# "Saved searches"= very neat! How to use it on multiple devices?



## linuxo

Hi!
I love having the option to save my searches! When I've searched some words a first time, I can review them and diminish the probability for me to check them AGAIN in a future time...
But I'm also using different computers, since I'm not always home (I wish I would...). Even if my bookmarks, history, passwords are saved in Firefox, my beloved "saved searches" aren't.

Would it be possible to have a history which is saved from one device to another?
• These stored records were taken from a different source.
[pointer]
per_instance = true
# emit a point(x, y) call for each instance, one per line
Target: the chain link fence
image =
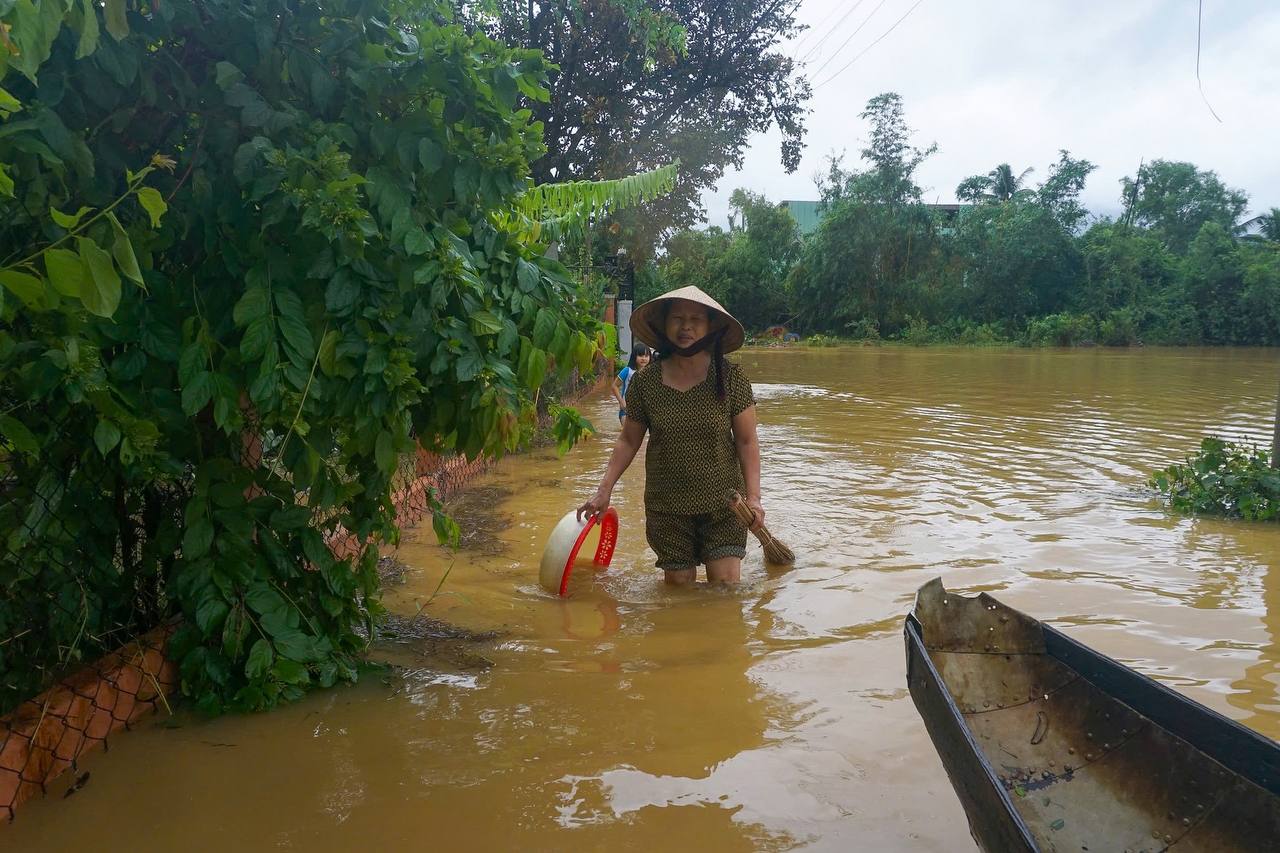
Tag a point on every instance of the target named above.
point(82, 564)
point(83, 614)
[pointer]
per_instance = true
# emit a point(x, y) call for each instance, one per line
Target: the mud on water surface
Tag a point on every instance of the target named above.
point(775, 716)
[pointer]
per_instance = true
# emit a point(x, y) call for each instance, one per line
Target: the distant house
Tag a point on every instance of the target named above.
point(808, 217)
point(805, 213)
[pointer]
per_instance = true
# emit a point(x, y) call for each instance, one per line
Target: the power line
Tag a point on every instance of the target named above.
point(842, 68)
point(1200, 21)
point(850, 37)
point(809, 32)
point(813, 51)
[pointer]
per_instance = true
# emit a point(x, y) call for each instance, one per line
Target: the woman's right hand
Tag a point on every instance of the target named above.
point(598, 503)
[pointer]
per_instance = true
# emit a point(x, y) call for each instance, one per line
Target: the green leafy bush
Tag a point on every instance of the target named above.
point(1119, 328)
point(318, 259)
point(1061, 331)
point(918, 332)
point(1223, 479)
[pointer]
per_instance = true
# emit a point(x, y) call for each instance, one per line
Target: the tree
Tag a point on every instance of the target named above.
point(1176, 199)
point(644, 83)
point(1123, 269)
point(890, 177)
point(1018, 259)
point(1270, 226)
point(224, 222)
point(758, 260)
point(691, 258)
point(868, 258)
point(1060, 194)
point(999, 185)
point(1214, 279)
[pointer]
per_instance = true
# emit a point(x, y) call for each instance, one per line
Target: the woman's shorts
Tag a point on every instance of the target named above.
point(685, 541)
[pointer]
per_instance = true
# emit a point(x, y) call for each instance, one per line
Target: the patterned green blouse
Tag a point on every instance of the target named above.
point(691, 463)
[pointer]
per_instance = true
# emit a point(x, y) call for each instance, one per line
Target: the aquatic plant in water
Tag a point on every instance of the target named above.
point(1223, 478)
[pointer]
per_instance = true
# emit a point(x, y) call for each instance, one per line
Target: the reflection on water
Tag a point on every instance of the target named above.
point(775, 716)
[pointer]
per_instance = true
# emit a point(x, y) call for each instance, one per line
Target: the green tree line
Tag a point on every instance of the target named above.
point(1020, 261)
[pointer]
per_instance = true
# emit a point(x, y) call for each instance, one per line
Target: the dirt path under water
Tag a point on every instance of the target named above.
point(775, 716)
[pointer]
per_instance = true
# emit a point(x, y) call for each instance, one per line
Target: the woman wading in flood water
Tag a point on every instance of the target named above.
point(700, 416)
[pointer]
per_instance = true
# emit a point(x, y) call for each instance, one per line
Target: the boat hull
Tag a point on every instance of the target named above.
point(1051, 746)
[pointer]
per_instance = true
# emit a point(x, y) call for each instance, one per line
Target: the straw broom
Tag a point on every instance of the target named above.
point(775, 551)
Sadly the history is not attached to my user profile neither.

Thanks!


----------



## bearded

linuxo said:


> Sadly the history is not attached to my user profile neither.


Hi
In your profile, at the end of the 'Postings' page, you have a button ''See all threads by linuxo'' and there you can find a list of your searches.
Whether these can be saved ''from one device to another'' I cannot tell.  I'm sure technologically more competent members will help you.


----------



## linuxo

I meant the "saved searches" in the main page of wordreference.com, not for the forum!
In the main page, there's the possibility to save the searches: see on the left sidebar, near the bottom, if I check "save history":


----------



## mkellogg

For now, it only saves the dictionary searches to the local machine.  A change that we plan ot make within the year might do what you want, but it won't come very soon.


----------



## linuxo

Thanks mkellogg
I'm looking forward to it!


----------



## komatta

mkellogg said:


> For now, it only saves the dictionary searches to the local machine.  A change that we plan ot make within the year might do what you want, but it won't come very soon.


How do we check the saved searches or search history for words we looked up?


----------



## mkellogg

komatta said:


> How do we check the saved searches or search history for words we looked up?


When viewed on a computer, not a phone, you can see them in the left column.  You might need to turn the feature on for it to start saving your searches.


----------



## komatta

mkellogg said:


> When viewed on a computer, not a phone, you can see them in the left column.  You might need to turn the feature on for it to start saving your searches.


Thanks.  I see that the saved searches are coming up now.  It would be nice to be able to view these cross-devices.


----------